Opposition to LightSquared’s network has come from the Pentagon and military industries, as well as from commercial companies like John Deere, whose advanced farm equipment uses GPS systems.

Last July, the Federal Aviation Administration issued a report saying that it would take 10 years for the civil aviation industry to design, develop, certify and install modified GPS equipment in the nation’s fleet of commercial and private jets.

But in January, after initial results of the latest round of testing began to appear in the media, LightSquared conducted a conference call with reporters in which the company’s executives said the testing requirements were aimed at producing a failing result and that members of the advisory board overseeing the testing “have deep ties with the same GPS manufacturers who have sold poorly designed equipment to America’s farmers, public safety officials, military and government agencies.”

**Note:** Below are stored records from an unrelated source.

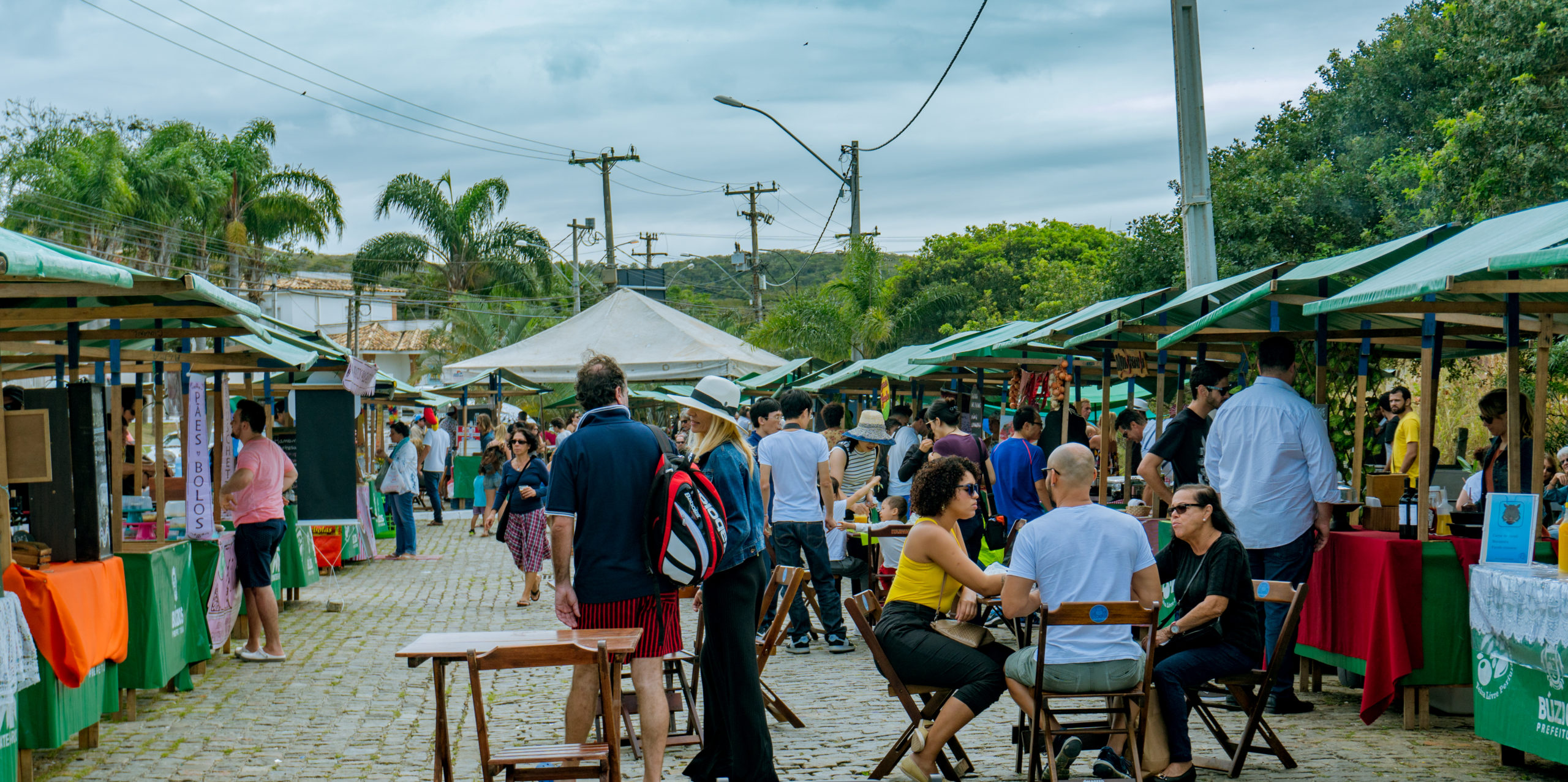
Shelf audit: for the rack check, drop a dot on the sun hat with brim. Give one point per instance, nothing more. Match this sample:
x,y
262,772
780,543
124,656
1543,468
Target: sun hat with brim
x,y
712,395
871,429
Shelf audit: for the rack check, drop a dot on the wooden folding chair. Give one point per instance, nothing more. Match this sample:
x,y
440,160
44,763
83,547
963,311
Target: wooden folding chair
x,y
864,610
786,580
679,691
1252,691
598,757
1039,731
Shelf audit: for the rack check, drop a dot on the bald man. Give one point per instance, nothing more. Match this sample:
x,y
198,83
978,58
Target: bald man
x,y
1079,552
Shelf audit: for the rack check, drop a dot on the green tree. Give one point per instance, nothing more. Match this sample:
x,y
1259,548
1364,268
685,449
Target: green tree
x,y
853,316
466,244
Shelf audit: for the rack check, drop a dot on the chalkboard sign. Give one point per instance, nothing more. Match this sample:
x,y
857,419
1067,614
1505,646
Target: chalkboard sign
x,y
286,439
325,434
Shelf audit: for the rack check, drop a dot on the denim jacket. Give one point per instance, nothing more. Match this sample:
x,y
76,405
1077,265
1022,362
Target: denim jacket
x,y
737,487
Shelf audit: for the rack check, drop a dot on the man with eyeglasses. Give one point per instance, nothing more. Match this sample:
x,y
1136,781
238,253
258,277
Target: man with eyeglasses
x,y
1270,461
1181,443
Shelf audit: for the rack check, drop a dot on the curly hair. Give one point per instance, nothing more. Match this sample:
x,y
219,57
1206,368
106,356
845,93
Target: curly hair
x,y
937,482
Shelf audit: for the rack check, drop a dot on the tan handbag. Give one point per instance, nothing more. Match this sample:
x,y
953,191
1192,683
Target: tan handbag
x,y
970,635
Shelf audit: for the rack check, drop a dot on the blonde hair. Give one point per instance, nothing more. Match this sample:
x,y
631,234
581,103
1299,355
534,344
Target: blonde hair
x,y
720,431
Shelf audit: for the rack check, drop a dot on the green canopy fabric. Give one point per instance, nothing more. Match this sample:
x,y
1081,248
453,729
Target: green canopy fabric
x,y
1250,310
26,256
1512,241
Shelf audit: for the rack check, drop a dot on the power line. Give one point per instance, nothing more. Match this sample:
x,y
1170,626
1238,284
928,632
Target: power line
x,y
372,88
938,82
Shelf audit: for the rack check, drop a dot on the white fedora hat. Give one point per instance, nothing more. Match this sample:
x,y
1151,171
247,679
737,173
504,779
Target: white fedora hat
x,y
714,395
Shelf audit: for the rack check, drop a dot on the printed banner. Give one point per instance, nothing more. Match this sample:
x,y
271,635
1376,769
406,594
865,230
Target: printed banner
x,y
198,465
360,379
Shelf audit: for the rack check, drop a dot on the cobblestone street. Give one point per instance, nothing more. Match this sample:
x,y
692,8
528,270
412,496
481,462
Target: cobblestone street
x,y
342,707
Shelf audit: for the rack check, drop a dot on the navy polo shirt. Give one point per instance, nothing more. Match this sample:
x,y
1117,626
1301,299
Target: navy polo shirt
x,y
601,476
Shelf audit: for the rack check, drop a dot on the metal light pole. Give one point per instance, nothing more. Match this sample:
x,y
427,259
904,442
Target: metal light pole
x,y
1197,206
853,181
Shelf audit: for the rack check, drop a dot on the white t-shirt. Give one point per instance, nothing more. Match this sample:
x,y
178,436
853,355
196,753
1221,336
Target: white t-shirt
x,y
793,456
1084,553
440,442
838,539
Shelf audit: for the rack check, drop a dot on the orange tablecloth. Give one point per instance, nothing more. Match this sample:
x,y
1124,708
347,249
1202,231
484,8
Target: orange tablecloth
x,y
77,615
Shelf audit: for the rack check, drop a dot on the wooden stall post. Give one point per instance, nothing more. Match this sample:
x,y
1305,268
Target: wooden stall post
x,y
1544,349
1429,414
1106,432
1362,415
5,506
116,456
1513,387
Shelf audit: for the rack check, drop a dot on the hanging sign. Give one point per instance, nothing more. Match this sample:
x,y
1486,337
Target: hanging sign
x,y
360,379
198,464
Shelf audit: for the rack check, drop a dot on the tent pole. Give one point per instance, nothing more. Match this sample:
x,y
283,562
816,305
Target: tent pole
x,y
1362,415
1544,349
1513,387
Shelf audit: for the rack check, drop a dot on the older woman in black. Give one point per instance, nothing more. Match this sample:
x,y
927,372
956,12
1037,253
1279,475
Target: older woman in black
x,y
1216,630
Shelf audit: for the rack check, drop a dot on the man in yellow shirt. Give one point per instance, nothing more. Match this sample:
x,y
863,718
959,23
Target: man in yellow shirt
x,y
1406,453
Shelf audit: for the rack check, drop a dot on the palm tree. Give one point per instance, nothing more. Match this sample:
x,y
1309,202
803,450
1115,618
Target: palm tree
x,y
465,242
855,314
259,203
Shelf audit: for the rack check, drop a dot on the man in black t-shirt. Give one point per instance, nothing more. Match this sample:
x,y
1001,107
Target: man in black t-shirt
x,y
1181,442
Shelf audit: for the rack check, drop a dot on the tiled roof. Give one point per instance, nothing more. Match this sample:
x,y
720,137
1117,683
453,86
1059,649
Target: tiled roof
x,y
315,283
372,336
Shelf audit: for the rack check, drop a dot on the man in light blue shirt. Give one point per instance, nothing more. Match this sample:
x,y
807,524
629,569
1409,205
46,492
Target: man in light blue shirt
x,y
1269,457
905,439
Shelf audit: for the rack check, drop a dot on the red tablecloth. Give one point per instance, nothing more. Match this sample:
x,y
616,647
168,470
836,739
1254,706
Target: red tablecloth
x,y
1365,602
77,615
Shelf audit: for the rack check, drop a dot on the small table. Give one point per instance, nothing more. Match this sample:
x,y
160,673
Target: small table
x,y
447,647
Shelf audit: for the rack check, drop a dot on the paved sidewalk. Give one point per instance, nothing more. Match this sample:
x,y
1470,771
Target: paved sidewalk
x,y
342,707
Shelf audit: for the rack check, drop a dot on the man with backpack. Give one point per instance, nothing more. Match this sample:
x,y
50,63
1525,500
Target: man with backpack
x,y
800,501
598,506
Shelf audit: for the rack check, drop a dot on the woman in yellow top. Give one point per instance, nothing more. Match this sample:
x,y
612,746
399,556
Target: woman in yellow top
x,y
935,574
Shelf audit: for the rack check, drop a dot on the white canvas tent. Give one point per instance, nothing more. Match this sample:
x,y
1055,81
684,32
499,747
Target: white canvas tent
x,y
650,341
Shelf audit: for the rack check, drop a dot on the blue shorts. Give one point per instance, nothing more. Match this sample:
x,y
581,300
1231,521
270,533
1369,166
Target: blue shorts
x,y
255,547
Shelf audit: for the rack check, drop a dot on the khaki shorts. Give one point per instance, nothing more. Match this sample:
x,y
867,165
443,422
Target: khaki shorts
x,y
1074,677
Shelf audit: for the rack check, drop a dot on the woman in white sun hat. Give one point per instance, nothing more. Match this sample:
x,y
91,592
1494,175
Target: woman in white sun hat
x,y
736,738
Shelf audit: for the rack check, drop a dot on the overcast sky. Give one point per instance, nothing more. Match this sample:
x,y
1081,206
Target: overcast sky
x,y
1054,110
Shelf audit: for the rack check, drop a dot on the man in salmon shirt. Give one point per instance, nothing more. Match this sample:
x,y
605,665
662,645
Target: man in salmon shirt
x,y
256,496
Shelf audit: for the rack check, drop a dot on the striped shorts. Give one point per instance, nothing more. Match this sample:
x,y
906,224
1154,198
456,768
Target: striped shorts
x,y
659,616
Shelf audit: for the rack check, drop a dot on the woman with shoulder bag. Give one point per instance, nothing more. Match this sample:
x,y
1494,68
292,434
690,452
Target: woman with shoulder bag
x,y
1216,630
519,504
736,740
935,580
399,486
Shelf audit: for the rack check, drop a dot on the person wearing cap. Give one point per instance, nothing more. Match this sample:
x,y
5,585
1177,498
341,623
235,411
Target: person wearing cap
x,y
736,740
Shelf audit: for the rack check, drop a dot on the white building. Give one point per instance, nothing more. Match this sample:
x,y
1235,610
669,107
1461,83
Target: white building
x,y
320,302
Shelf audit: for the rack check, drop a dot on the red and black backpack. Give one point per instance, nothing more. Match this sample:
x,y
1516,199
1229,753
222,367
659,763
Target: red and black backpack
x,y
686,518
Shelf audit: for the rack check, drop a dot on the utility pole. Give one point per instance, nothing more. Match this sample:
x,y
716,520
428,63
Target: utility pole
x,y
1197,206
753,216
578,283
606,162
648,255
855,188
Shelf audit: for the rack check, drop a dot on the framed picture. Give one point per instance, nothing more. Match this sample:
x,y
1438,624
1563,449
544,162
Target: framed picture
x,y
1509,528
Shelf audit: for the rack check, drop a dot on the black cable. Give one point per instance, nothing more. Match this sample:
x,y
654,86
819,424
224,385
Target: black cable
x,y
938,82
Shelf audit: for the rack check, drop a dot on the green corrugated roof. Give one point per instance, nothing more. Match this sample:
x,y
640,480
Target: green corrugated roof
x,y
27,256
1250,308
1466,256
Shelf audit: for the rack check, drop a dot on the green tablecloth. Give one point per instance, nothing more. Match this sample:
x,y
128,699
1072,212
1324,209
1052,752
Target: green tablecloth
x,y
1520,641
297,553
49,713
463,471
1445,622
167,616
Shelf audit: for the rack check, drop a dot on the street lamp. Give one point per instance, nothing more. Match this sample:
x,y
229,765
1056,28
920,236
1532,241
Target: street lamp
x,y
853,181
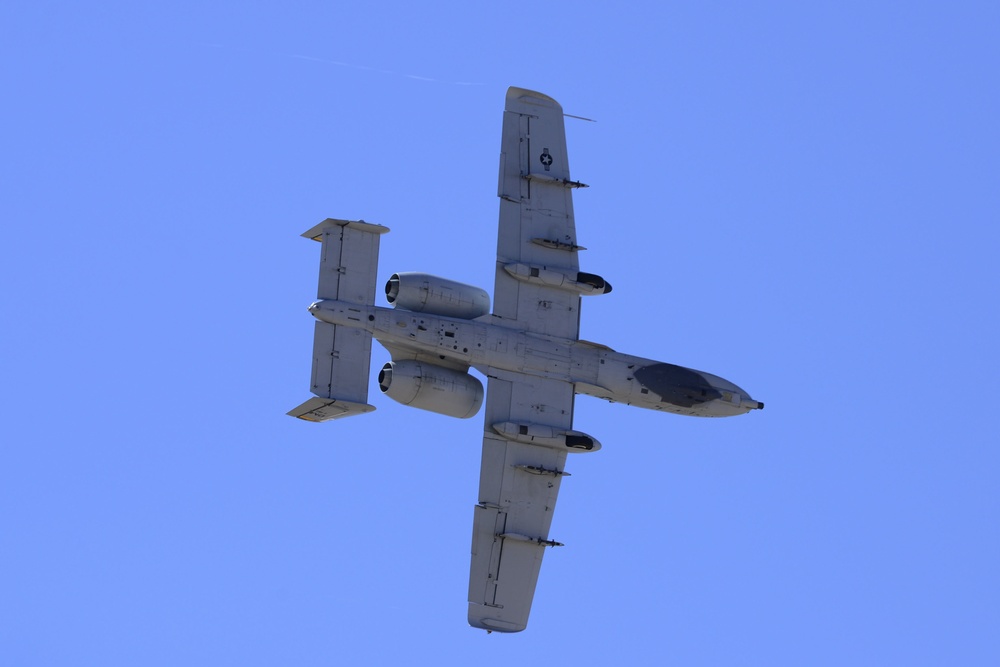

Mr. Falcone’s hedge fund, Harbinger Capital Partners, lost more than 46 percent of its value last year because of declines in the value of LightSquared, a private company whose shares do not actively trade.

Harbinger marked down the value of its LightSquared investment by 50 percent in December, a move that came after a 9 percent markdown earlier in the year. The New York Times reported earlier this month that LightSquared accounted for an estimated 60 percent of Mr. Falcone’s fund.

Late last year, Mr. Falcone received a Wells Notice from the Securities and Exchange Commission, an action the agency typically takes when it is planning enforcement proceedings against a firm or individual. The Times reported in December that the S.E.C was investigating whether Harbinger agreed in 2009 to allow Goldman Sachs to withdraw up to $50 million from the firm’s hedge funds, while not striking similar deals with other clients.

In a federal filing disclosing the issue, Harbinger said that it was “disappointed” about the notices, and that it would “vigorously defend against” any formal charges.

Mr. Falcone was part of an investment group that bought 19 percent of the common stock of The New York Times Company and in 2008 reached a deal to award the group two new seats on the company’s board. The group urged the company to begin selling assets to help increase the stock price. One of the two directors has since left the board.